No es posible que quienes influyen en el diseño y evaluación de políticas públicas reciban financiamiento de las industrias que son objeto de regulación por esas mismas políticas públicas. Esta es una de las principales conclusiones de un reciente libro, «Ultra Processed People», escrito por Chris van Tulleken y que está generando conversaciones incómodas sobre el funcionamiento de la industria alimenticia mundial.
El argumento de Van Tulleken es que existe suficiente evidencia para plantear que el consumo de alimentos ultra procesados se relaciona con una serie de problemas de salud, a toda edad. Pero quizás lo más interesante de su libro, es cómo expone la red de institutos, fundaciones, organizaciones académicas, medios y otras instituciones que se presentan como referentes independientes en el debate pero que, en el fondo, reciben financiamiento directo desde las mismas industrias que crean estos alimentos. Tal como demuestran una serie de estudios sobre la industria farmacéutica, la probabilidad que un experimento científico le dé la razón a los argumentos de las farmacéuticas aumenta si es que ellas lo financian.
Este argumento no es nuevo, pero sí es interesante su expansión. Hoy en día, es reprochable que la industria tabacalera financie investigación científica u organismos que defiendan sus intereses sin hacerlo público. Es más, los argumentos provenientes de ese financiamiento son mirados con recelo, dada la compleja historia con que esa industria ha manipulado la generación de conocimiento. Lo que hace Van Tulleken es expandir ese argumento a la industria alimenticia y, con ello, abrir la puerta a la misma pregunta en una serie de áreas.
En las últimas semanas, varios medios de comunicación se han hecho eco de una campaña de Uber para evitar la promulgación del reglamento que busca mejorar las condiciones laborales y de su servicio.
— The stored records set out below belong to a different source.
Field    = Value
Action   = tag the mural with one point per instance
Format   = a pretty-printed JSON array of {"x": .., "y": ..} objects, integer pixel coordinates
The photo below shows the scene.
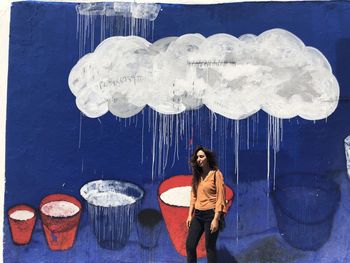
[{"x": 106, "y": 102}]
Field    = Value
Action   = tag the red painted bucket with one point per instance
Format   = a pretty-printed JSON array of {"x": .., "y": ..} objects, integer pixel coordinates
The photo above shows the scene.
[
  {"x": 60, "y": 231},
  {"x": 21, "y": 226},
  {"x": 175, "y": 216}
]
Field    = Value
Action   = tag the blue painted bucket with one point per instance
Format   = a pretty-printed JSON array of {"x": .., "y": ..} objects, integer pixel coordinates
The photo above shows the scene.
[{"x": 304, "y": 206}]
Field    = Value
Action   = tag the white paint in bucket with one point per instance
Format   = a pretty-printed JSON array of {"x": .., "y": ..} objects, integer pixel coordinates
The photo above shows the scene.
[
  {"x": 177, "y": 196},
  {"x": 109, "y": 198}
]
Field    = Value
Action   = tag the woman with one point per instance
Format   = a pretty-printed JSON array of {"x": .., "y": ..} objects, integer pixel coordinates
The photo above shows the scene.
[{"x": 206, "y": 205}]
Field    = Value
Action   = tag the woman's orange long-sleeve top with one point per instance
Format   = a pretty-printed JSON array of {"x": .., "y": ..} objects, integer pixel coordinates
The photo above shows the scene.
[{"x": 210, "y": 195}]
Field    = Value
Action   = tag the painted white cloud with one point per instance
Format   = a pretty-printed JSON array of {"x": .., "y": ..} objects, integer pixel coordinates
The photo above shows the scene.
[{"x": 234, "y": 77}]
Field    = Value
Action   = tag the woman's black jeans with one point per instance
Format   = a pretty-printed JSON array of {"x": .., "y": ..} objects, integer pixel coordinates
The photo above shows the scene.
[{"x": 201, "y": 223}]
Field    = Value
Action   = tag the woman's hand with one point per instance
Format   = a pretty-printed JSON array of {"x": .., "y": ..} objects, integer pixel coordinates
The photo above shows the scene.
[
  {"x": 188, "y": 221},
  {"x": 214, "y": 226}
]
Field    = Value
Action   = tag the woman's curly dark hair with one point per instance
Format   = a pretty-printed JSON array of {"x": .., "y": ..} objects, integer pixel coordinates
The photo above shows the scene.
[{"x": 197, "y": 170}]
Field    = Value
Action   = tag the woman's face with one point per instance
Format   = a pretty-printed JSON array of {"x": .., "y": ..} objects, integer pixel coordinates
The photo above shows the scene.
[{"x": 201, "y": 159}]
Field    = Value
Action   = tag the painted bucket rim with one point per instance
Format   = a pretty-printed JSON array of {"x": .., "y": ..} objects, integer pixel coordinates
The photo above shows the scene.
[
  {"x": 60, "y": 198},
  {"x": 29, "y": 208}
]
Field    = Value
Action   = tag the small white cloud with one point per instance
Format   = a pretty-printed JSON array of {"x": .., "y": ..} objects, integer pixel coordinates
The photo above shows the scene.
[{"x": 234, "y": 77}]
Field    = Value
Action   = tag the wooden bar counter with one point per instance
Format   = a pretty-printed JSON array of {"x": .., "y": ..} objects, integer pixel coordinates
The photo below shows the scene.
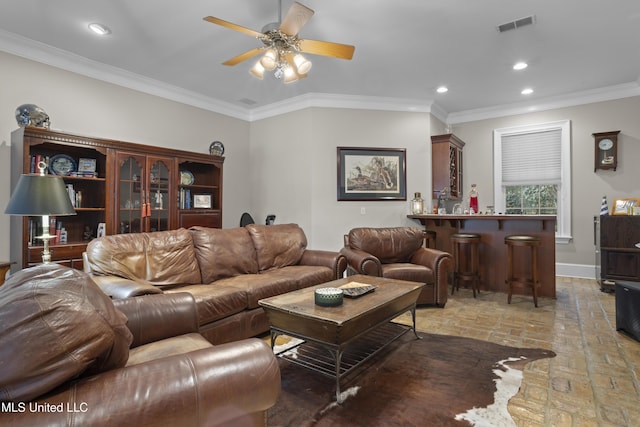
[{"x": 493, "y": 252}]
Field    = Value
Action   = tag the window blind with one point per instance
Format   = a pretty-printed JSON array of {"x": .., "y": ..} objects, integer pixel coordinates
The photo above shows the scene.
[{"x": 532, "y": 158}]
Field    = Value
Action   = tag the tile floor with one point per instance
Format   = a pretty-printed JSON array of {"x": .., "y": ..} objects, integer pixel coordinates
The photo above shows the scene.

Detrás de los números de esa campaña hay un supuesto estudio -que no ha sido publicado- desarrollado por investigadores de la U. Diego Portales. Las presentaciones disponibles dan a entender que los investigadores ocuparon datos proporcionados por la empresa, pero no se menciona nada sobre si esa empresa proporcionó algún financiamiento. Es decir, un estudio que no es público, cuyos datos no son accesibles, que no ha sido revisado por pares y que no es transparente sobre su financiamiento, es usado para atacar una política pública. Y de los medios que lo publican, ninguno se hace estas preguntas.
Otro ejemplo es un estudio publicado por investigadores de la U. del Desarrollo sobre el impacto de la caída de las Isapres. Si bien en este caso sí hubo una declaración expresa sobre que fue financiado por una Isapre en particular, ese hecho fue ignorado por quienes lo publicaron o comentaron. De nuevo, a pesar de la evidencia sobre cómo el dinero influye en la investigación, a nadie pareciera importarle.
Así como nos preocupa el financiamiento de la política, también debiese importarnos el financiamiento de las investigaciones que influyen en esas decisiones políticas. No podemos estar a merced de quienes pretenden mezclar propaganda con evidencia.